The AMA ain’t what it used to be. Most docs, yours truly included, have had full and fulfilling careers without paying for an AMA card. Yet, what the organization says still carries some weight, so when they added their heft to the anti-Plaquenil for COVID movement when it first looked like there might be something there, it didn’t help those who remained proponents. So when they slipped the following language into the 10/30/20 addendum to the Delegates Handbook for the upcoming November annual meeting, you’d think we would have heard more about it.
“Resolved, that our American Medical Association rescind its statement calling for physicians to stop prescribing hydroxychloroquine and chloroquine until sufficient evidence becomes available to conclusively illustrate that the harm associated with use outweighs benefit early in the disease course”.
But if you do a Google search on “AMA” and “Plaquenil” all you get are all their earlier warnings, which in this resolution they state were based on potential side effects that did not pan out.

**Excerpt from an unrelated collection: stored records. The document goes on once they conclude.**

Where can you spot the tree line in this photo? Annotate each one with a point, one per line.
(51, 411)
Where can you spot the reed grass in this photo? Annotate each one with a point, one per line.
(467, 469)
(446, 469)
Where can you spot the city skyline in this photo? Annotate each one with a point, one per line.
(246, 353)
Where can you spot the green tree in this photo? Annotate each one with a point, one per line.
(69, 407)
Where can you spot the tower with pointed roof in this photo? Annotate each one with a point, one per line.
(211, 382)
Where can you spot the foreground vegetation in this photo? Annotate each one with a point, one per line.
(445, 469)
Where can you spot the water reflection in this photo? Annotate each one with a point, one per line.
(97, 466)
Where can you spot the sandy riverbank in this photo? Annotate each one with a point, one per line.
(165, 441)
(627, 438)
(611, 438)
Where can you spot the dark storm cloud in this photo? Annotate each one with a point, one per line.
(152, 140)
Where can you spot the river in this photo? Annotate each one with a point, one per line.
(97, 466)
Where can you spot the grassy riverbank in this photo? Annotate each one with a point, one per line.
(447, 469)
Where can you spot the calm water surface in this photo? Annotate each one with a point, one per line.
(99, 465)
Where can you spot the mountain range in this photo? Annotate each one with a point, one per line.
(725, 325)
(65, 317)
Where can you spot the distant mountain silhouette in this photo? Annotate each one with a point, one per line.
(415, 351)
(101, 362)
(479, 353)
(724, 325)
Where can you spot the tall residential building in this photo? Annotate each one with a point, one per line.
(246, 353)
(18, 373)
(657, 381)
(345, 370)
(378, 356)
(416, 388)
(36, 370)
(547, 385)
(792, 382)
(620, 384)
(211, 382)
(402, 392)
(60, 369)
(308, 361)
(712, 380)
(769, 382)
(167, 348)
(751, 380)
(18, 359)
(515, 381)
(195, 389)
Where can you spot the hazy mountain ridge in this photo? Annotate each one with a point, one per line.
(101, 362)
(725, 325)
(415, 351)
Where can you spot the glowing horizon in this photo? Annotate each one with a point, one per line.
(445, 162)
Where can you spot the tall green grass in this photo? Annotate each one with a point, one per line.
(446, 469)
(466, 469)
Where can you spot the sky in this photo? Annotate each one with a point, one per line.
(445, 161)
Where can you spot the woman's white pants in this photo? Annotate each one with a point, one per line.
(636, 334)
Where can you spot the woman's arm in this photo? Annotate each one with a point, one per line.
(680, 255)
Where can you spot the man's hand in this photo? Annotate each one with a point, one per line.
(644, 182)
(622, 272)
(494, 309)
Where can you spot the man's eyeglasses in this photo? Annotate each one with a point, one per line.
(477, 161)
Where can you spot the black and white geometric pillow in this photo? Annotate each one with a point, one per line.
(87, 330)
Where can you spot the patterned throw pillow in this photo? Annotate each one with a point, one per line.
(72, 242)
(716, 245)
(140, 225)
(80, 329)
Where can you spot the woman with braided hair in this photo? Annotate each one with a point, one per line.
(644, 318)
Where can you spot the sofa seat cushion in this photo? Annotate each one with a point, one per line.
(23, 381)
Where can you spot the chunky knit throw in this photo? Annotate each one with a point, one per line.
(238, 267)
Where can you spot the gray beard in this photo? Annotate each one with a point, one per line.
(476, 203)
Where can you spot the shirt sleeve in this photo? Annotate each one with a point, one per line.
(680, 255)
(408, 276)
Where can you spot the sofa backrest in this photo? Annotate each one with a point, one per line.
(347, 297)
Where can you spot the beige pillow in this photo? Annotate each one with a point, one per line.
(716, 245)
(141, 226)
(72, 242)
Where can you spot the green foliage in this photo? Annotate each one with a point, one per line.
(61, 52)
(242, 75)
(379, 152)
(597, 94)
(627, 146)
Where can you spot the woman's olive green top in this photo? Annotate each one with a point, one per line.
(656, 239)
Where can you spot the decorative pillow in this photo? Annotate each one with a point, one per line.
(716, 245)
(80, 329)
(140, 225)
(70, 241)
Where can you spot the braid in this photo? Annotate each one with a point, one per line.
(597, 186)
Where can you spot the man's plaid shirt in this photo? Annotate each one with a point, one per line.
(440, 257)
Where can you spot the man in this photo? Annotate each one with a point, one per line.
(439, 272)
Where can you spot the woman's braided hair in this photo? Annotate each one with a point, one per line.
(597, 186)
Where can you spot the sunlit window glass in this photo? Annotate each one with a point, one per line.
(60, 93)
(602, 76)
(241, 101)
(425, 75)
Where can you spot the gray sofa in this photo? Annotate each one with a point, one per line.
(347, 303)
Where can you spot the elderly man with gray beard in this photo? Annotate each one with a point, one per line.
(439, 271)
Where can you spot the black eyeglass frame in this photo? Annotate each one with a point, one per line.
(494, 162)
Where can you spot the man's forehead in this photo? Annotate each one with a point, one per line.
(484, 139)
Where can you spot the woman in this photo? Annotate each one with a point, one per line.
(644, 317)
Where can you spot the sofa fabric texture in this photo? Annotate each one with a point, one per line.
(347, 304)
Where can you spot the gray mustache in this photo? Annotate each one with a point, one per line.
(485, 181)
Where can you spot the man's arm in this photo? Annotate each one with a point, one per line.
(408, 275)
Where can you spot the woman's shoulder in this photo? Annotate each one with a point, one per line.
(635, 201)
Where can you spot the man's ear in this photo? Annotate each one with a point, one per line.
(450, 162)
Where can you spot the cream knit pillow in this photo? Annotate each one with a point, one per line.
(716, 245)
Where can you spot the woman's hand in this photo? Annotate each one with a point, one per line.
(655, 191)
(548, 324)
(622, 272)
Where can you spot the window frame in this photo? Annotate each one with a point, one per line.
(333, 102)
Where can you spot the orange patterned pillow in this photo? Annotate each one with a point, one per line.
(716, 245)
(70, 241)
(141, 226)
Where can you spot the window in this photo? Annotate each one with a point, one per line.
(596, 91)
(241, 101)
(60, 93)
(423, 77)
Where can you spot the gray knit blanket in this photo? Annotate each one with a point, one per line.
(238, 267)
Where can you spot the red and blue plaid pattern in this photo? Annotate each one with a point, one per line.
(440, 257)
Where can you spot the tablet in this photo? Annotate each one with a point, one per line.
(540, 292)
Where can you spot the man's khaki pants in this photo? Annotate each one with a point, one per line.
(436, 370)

As if the raw data from the pandemic weren’t bad enough, the numbers can be crunched to produce even more depressing stats. One such measure comes from the concept of “excess deaths”. Presumably in any country the number of people who die off each year should be about the same year-to-year. Not so for our almost gone 2020. From March through August of this year, 1,671,400 slipped the mortal coil, leaving 328,052,960 or so behind. That’s all causes. For 173,300 (10.4%) COVID had something or other to do with it. Over those same months in 2015-2019 an average of 1,370,000 deaths were reported. I promised no politics, not no math. So that’s 300,600 – 3 full Michigan Stadiums (not that we’ve seen that for a while) – more bodies racked up this year than we managed to do in the 5 years previous. And only 58% of those could be tied to COVID. There’s another gruesome story there, but that comes later.

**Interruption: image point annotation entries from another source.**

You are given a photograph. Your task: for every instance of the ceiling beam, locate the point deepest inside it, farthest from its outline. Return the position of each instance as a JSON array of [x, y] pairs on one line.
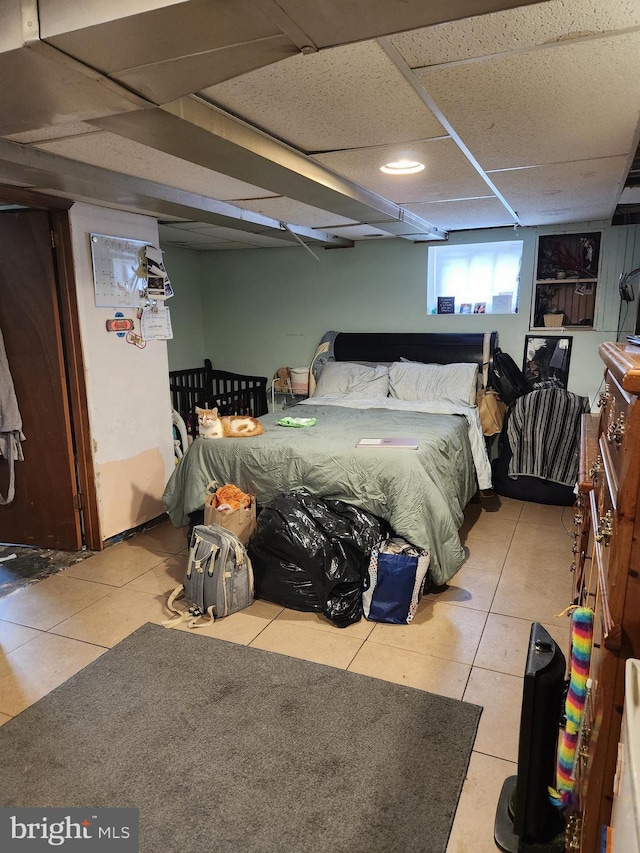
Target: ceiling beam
[[199, 132], [45, 171]]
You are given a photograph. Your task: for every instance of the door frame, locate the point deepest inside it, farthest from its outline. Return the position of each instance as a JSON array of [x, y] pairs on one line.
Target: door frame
[[58, 210]]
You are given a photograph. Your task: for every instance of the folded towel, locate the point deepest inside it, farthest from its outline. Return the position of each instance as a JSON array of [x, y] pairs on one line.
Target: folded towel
[[10, 423], [297, 422]]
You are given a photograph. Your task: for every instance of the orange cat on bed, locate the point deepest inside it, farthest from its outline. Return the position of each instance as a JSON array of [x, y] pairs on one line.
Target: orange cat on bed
[[211, 425]]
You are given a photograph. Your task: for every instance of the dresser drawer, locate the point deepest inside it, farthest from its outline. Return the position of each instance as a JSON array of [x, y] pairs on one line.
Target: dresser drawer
[[614, 429]]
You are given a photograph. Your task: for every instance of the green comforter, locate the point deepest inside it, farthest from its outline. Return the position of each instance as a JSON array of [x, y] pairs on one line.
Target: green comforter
[[421, 493]]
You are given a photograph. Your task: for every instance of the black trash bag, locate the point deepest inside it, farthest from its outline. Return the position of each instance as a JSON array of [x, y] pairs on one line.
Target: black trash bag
[[310, 554]]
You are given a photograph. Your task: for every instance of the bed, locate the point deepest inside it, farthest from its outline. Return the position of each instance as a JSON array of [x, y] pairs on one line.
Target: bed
[[420, 492]]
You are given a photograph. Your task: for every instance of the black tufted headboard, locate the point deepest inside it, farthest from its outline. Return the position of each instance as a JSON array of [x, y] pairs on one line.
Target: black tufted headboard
[[428, 347]]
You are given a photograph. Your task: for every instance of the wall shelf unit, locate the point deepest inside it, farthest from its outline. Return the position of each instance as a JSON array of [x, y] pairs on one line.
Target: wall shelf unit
[[566, 283]]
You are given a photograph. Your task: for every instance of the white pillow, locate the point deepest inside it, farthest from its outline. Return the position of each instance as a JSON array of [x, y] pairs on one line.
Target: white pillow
[[427, 383], [346, 378]]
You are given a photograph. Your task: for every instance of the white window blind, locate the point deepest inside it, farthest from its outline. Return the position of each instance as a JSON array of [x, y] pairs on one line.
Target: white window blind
[[474, 278]]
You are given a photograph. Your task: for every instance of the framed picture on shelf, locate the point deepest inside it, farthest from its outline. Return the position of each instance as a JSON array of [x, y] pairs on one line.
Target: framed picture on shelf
[[547, 358]]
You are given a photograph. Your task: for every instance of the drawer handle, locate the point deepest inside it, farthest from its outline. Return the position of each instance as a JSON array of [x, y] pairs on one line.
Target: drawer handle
[[615, 432], [605, 528], [604, 395]]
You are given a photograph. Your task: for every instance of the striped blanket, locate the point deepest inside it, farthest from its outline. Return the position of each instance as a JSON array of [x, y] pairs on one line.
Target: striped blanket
[[543, 430]]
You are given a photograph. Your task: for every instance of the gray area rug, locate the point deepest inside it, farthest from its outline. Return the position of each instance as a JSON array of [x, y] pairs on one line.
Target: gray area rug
[[227, 748]]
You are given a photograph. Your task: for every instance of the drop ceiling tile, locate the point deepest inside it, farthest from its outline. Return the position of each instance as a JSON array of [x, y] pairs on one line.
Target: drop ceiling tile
[[177, 233], [448, 174], [464, 213], [630, 195], [227, 246], [578, 101], [514, 29], [563, 192], [78, 128], [291, 211], [357, 232], [170, 235], [203, 232], [131, 158], [344, 97]]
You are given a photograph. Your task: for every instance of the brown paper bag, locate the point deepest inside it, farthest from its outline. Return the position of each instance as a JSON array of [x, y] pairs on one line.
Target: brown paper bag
[[242, 522]]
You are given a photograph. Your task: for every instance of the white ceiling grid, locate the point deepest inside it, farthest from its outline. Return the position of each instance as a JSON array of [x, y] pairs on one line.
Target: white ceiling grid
[[545, 98]]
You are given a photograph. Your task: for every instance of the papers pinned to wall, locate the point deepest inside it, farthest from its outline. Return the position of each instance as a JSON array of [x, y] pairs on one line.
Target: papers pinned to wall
[[155, 323], [119, 271], [158, 284], [127, 272]]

Not so fast, said Dr. Meredith Shields and her 5 friends at the National Cancer Institute, using the NCI’s internal research funds to support their deeper look at these numbers. Their paper came out yesterday in the prestigious Annals of Internal Medicine’s online edition*. They pointed out that our country in 2020 is a different place than it was in 2015-9, not just because of COVID. First, there’s more of us; per the Census Bureau, the total population of the US starting this year was 5.22 million persons larger than the average 2015-9. And we’re older. The increase is almost all boomers like me, with 5.04 million 65 or older, 10% more than last year. There were even some decreases in younger age groups, you know, those whippersnappers who do pretty well with COVID. Taking these factors into account, Dr. Shields and friends recrunched the numbers, ending up with 218,000 – only 2 Michigan Stadiums, packed – excess deaths, with now 80% having something to do with COVID. Most of those were in folks my age or older. But the non-COVID excess deaths were primarily in those 25-64. What gets these younger people? Cancer and heart attacks, of course, possibly made more deadly when the hospital or E.R. is avoided. Then accidents, overdoses and suicides, possibly borne of carelessness and despair from having to live under the fear and restrictions imposed by our betters trying to help us. Per Dr. Shields and company, the main causes of death in this younger group were diabetes, Alzheimer’s and heart disease. They did point out that for 28% cause of death was not stated and that the CDC had not yet released data on accidental deaths, drug overdoses, and suicides.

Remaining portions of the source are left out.